Do que se tem passado nos nossos hospitais nos últimos anos, estas taxas moderadoras eram o mais fácil de corrigir: basta um despacho a anular outro despacho. Mas estão longe de ser o mais importante. Queremos, no entanto, acreditar que é um começo, por alguém que saberá ver pelos seus olhos o que vem acontecendo e através disso antever o futuro que se perspectiva. E que obriga seguramente a rever o presente.

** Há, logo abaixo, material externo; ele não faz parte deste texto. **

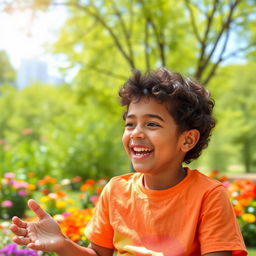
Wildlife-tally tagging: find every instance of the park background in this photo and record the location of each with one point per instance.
(60, 115)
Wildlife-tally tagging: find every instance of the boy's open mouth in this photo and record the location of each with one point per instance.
(141, 151)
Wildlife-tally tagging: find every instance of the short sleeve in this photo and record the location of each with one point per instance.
(99, 230)
(218, 227)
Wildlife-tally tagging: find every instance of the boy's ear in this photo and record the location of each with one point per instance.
(189, 139)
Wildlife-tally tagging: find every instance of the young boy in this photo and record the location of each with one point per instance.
(162, 208)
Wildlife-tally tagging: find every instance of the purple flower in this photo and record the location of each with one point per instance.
(7, 204)
(22, 192)
(9, 175)
(13, 250)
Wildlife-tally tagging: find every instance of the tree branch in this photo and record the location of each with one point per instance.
(106, 72)
(125, 31)
(104, 24)
(204, 42)
(192, 19)
(225, 26)
(220, 59)
(146, 45)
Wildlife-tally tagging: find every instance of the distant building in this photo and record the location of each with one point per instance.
(34, 70)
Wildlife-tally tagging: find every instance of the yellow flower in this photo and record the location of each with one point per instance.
(61, 204)
(248, 217)
(44, 199)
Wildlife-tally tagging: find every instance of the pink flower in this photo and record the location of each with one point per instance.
(9, 175)
(22, 192)
(26, 131)
(7, 204)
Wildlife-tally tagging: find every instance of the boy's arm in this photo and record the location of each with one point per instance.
(45, 235)
(224, 253)
(72, 248)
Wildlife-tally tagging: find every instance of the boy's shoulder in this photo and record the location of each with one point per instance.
(203, 181)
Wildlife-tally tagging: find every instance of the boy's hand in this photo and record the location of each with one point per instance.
(44, 235)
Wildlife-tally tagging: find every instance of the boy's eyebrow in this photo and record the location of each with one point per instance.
(147, 115)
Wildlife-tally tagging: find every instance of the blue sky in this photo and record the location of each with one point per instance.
(23, 37)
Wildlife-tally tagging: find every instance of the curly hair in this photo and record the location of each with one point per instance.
(187, 101)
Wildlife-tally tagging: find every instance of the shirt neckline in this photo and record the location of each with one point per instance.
(165, 192)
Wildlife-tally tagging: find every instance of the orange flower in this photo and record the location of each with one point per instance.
(61, 194)
(214, 173)
(248, 217)
(46, 180)
(85, 187)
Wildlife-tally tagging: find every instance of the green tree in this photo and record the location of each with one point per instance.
(191, 36)
(234, 138)
(7, 72)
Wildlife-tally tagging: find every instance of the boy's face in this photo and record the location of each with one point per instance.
(151, 139)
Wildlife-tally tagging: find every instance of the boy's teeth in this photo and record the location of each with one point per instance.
(140, 149)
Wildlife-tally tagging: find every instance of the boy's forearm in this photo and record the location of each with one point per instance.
(72, 248)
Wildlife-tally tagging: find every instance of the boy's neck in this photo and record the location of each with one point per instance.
(161, 182)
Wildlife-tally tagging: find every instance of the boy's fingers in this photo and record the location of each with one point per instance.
(18, 231)
(36, 246)
(21, 240)
(17, 221)
(35, 207)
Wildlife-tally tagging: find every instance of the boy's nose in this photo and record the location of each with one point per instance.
(137, 133)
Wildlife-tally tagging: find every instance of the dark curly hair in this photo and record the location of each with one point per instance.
(187, 101)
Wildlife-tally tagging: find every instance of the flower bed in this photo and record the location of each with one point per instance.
(73, 220)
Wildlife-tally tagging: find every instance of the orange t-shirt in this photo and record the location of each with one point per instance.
(194, 217)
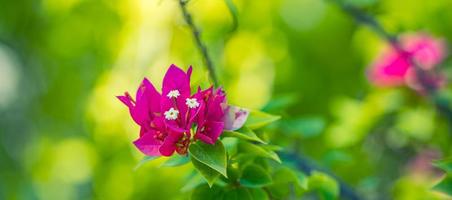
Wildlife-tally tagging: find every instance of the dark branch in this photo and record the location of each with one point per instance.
(197, 36)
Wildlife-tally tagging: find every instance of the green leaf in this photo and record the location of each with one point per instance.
(176, 160)
(209, 174)
(204, 192)
(234, 13)
(255, 176)
(307, 127)
(258, 119)
(239, 193)
(257, 150)
(444, 164)
(285, 181)
(243, 133)
(258, 194)
(324, 184)
(286, 175)
(445, 186)
(214, 156)
(230, 144)
(145, 160)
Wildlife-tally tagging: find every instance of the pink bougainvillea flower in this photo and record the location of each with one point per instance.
(235, 118)
(395, 66)
(170, 121)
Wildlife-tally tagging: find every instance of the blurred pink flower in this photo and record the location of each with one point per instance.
(168, 121)
(394, 67)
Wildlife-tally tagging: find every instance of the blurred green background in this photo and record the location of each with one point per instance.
(64, 135)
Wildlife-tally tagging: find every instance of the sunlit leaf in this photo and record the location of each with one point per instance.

As mudanças introduzidas na gestão dos hospitais EPE levaram a uma desestruturação clínica estabelecida, institucional, através duma teia de medidas artificiosamente construída e que precisará de algum trabalho e coragem política para desfazer, mesmo nesta Legislatura. A gestão clínica dos hospitais, condição absoluta para se tirar o maior proveito e rendimento possíveis das instituições hospitalares, foi secundarizada, entregue a quem as administrações entenderam, por razões por que elas serão responsáveis, e que contribuíu muitas vezes para aquela mesma secundarização. As carreiras médicas foram retiradas dos hospitais, mantendo-se os graus com responsabilidades crescentes mas podendo ser, e sendo, os mais diferenciados chefiados pelos menos diferenciados. Numa desierarquização que se reflectiu – e tinha de reflectir, e se irá reflectir mais – na saída de muitos dos mais experientes dos hospitais, por reforma antecipada, ou para a actividade privada, e no desinteresse dos que vão ficando, limitando-se a cumprir o que está contratualizado, como agora se diz, de acordo com o pagamento previamente estabelecido. O estímulo para a progressão científica está moribundo, a formação é um "fait divers" no dia a dia dos trabalhadores médicos, muitos deles contratados por objectivos, à peça ou à hora, segundo critérios os mais variados.
Quer dizer, se as mudanças na administração dos hospitais EPE foram introduzidas invocando a sustentabilidade financeira do SNS, a verdade é que os custos dos hospitais públicos não param de aumentar, e passou a estar cada vez mais posta em causa a sua sustentabilidade técnica e clínica, com a deterioração da formação e as incontornáveis repercussões, pelo menos a médio prazo, na qualidade da medicina praticada e na saúde conseguida.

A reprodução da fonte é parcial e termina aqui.